Even if my analysis of the relevant cases is incorrect, the result that the court reaches today is foreclosed by our decision in United States v. Norquay, 987 F.2d 475, 482 (8th Cir.1993), which, relying on Baldosar, held that “misdemeanor convictions obtained in the absence of counsel for the defendant may not be used ... for enhancing a sentence of imprisonment.” The fact that the conviction in issue in Norquay was a tribal one is a difference that involves no legal distinction. The court’s opinion is therefore directly contrary to a panel decision that is not even two months old.

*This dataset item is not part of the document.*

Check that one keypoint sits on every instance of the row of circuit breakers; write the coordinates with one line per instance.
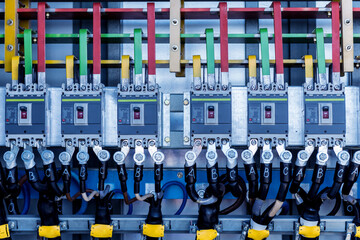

It is true that we have held that .a consideration of an erroneous matter in connection with a sentence is harmless if, as is the ease here, the error does not affect the guideline range employed by the sentencing court. See, e.g., U.S. v. Manuel, 944 F.2d 414, 417 *831(8th Cir.1991). But this line of cases can claim no continued validity in light of the Supreme Court’s recent decision in Williams v. United States, — U.S. -, 112 S.Ct. 1112, 117 L.Ed.2d 341 (1992). In that case, the Court ruled that if a district court employed both valid and invalid matter in departing from the guidelines, the court of appeals often must remand the case in order to determine whether the district court would have imposed the same sentence absent the offending facts. The opinion contains instructive language relevant to our case. A remand was necessary, the Court said, “unless the reviewing court concludes, on the record as a whole, that the error was harmless, i.e., that the error did not affect the district court’s selection of the sentence imposed.” Id. at -, 112 S.Ct. at 1120-21 (emphasis supplied). In my view, Williams has therefore undermined our previously announced version of harmless error in sentencing matters.
Because we cannot tell if this sentence was in violation of law unless the district court tells us what it would have done if the un-counseled conviction had not been employed in its calculus, a remand is necessary. See 18 U.S.C. § 3742(f)(1).